Whaea Karen is an extremely passionate kaiako who comes with a wealth of knowledge and experience, and brings massive value to our Kirikahurangi ruma at The Boulevard.

Here she shares some reassuring information and tips on managing your child’s room transition period.

Whaea Karen is our Kaimahi (room leader) in the Kirikahurangi ruma at The Boulevard, and our pēpi and kaiako absolutely adore her!

Room Transitions

It can be quite daunting when the time comes for your child to transition into a new room. You generally are happy and comfortable where your child is and you know the Kaiako and ruma well.

Transitioning into the next room should be a smooth and easy process and in most cases is – but we always need to be flexible and be able to adapt for each individual child and their needs and requirements.

The term ‘transition’ can be described as a ‘Movement passage’, and your child will experience several transition periods throughout their childhood.

So How Does it Work?

In the Kiri room at The Boulevard when the child is approaching 2 years of age we will set dates leading up to their birthday to begin the transition process. The Kaimahi’s (Head teachers of both rooms) will get together to agree on dates, set up who the whānau support teacher will be, and discuss the child and their individual needs/requirements/routines. A letter is then provided to whānau which states the dates of transition visits and what these visits entail.

The whānau support teacher will introduce the parents to the new teachers in the Wai room. The Wai room provides the parents with an introduction letter to Wai room which gives whānau an idea of how the room runs and a daily routine.

We allow 3 weeks for the transition period but will always be flexible if this is not enough time. We aim to make the transition from Kiri to Wai as smooth as possible for you and your child. Your child’s current teacher and new teacher will support the pathway through by joining your child as often as possible in both rooms. This will help your child to develop a sense of belonging in the new environment and give you both confidence with the new routines and teaching team. We work at the child’s pace and if thy show us they are not yet ready for the transition – we will work with you on this.

Top Tips for Parents to Support in their Child’s Room Transition.

Thank you to Whaea Letty and Whaea Aroha from Future Focus The Bach, who contributed to these tips with some things they have noticed to be helpful with The Bach pēpi.

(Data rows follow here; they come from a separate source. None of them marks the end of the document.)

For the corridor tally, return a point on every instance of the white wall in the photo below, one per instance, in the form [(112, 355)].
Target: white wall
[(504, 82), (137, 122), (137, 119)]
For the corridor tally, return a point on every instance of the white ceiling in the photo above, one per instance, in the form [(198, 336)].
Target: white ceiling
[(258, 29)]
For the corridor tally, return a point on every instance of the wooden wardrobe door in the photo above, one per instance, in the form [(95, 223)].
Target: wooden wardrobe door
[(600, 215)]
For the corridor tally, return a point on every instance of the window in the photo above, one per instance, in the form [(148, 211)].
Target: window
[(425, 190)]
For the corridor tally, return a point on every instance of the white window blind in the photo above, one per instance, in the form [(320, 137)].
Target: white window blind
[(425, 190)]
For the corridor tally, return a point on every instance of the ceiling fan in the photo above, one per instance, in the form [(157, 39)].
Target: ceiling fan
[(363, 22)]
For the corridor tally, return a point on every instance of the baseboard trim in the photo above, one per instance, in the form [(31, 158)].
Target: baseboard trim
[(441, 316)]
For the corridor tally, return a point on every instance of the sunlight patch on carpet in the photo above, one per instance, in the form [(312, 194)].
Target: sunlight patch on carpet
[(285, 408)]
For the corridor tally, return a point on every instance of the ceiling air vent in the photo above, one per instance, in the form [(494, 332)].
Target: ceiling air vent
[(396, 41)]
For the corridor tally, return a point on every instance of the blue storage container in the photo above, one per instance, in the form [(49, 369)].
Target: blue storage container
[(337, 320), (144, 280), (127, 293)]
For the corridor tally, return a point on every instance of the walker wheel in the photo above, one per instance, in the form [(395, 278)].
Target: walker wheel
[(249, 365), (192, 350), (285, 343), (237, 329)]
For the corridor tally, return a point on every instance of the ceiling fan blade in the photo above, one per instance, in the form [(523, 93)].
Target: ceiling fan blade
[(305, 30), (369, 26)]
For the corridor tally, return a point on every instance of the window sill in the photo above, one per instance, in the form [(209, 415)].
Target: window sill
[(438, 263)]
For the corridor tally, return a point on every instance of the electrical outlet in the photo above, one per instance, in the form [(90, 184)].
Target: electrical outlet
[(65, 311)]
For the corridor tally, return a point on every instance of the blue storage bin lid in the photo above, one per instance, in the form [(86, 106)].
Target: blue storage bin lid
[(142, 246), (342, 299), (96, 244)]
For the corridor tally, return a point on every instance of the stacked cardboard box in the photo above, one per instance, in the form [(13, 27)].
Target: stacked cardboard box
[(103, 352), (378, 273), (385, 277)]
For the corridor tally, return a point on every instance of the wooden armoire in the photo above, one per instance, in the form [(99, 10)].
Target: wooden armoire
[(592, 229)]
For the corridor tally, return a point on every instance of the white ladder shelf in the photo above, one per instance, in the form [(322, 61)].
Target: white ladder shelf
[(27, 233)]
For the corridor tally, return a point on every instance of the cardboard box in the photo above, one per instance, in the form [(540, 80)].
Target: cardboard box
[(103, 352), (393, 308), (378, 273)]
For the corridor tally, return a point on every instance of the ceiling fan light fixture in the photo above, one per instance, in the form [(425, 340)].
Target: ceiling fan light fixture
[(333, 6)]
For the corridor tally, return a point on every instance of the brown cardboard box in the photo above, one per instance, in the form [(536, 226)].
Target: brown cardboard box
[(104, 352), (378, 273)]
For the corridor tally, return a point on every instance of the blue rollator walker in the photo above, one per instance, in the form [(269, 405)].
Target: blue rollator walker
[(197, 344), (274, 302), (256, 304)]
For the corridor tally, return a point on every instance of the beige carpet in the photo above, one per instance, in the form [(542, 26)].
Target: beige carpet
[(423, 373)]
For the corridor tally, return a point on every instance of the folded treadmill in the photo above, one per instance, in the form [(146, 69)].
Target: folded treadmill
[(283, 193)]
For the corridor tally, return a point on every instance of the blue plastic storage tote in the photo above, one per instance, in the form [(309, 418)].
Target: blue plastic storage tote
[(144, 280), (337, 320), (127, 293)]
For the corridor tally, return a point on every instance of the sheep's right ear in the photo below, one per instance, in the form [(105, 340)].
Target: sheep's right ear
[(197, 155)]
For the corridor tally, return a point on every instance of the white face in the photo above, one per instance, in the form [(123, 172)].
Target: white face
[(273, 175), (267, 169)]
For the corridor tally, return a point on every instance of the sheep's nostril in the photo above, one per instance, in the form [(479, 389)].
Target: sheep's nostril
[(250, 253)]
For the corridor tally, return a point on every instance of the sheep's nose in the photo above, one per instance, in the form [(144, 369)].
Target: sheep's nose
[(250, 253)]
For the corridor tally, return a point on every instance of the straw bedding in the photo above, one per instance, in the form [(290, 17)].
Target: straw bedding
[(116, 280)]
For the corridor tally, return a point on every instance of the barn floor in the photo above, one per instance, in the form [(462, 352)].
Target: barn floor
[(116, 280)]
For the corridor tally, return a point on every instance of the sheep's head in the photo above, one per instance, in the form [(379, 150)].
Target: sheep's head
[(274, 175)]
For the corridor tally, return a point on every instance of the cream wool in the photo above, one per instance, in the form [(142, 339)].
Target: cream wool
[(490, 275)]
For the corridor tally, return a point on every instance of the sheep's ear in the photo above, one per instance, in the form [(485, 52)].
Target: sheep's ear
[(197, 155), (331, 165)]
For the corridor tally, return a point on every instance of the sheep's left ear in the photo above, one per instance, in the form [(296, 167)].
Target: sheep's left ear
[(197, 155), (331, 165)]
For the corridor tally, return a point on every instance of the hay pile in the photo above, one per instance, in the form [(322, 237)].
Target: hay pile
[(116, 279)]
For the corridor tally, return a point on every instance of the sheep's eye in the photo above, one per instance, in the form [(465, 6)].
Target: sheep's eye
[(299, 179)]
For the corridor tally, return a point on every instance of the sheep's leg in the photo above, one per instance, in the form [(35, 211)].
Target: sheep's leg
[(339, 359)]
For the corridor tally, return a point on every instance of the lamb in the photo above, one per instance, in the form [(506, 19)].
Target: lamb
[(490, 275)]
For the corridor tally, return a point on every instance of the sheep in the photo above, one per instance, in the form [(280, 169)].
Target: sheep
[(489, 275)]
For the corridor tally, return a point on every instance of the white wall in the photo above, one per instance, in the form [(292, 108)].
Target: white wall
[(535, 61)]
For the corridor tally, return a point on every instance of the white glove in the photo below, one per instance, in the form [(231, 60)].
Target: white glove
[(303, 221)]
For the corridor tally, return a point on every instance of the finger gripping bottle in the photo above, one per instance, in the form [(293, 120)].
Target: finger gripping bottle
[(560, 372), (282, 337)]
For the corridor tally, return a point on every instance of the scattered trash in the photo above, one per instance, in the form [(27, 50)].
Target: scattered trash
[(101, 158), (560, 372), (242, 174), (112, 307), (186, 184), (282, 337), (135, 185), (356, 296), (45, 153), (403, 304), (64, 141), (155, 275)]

Talking: Talk with your child at home about the transition. Try not to project any hesitations you have about transitioning rooms on your child. If you’re excited and curious about it, it’s likely they will be too which can help ease their nerves.

Drop offs: When dropping off or picking up your child walk by the room and show them where their new room will be. Understand that the transition process may go smoothly but also may not – your child may be upset at drop off times. To help with this, drop off’s should involve a familiar routine such as “I will read you one book and give you a hug, but then it’s time for me to leave”. Lingering around may increase your child’s anxiety.

Communication: Communicate with your child’s new teachers. Let them know about any changes at home or new milstones reached as this can help with planning for your child. And most importantly, be honest with your child’s teachers. If you don’t feel that your child is coping with the change, let them know and they can offer you tips or find another way to make the transition smoother, we are here to help!

Chat with Fellow Parents: Talk to other parents who have recently had a child move from one room to another. They may be able to offer some consolation and share some advice from their own experiences.


Your child’s needs will always come first at Future Focus and our main priority is the growth and development of your child. We nurture, teach, and guide your child to developing all of the skills that will allow for them to succeed in life, and we will support them every step of the way so they will be happy and flourish in our care.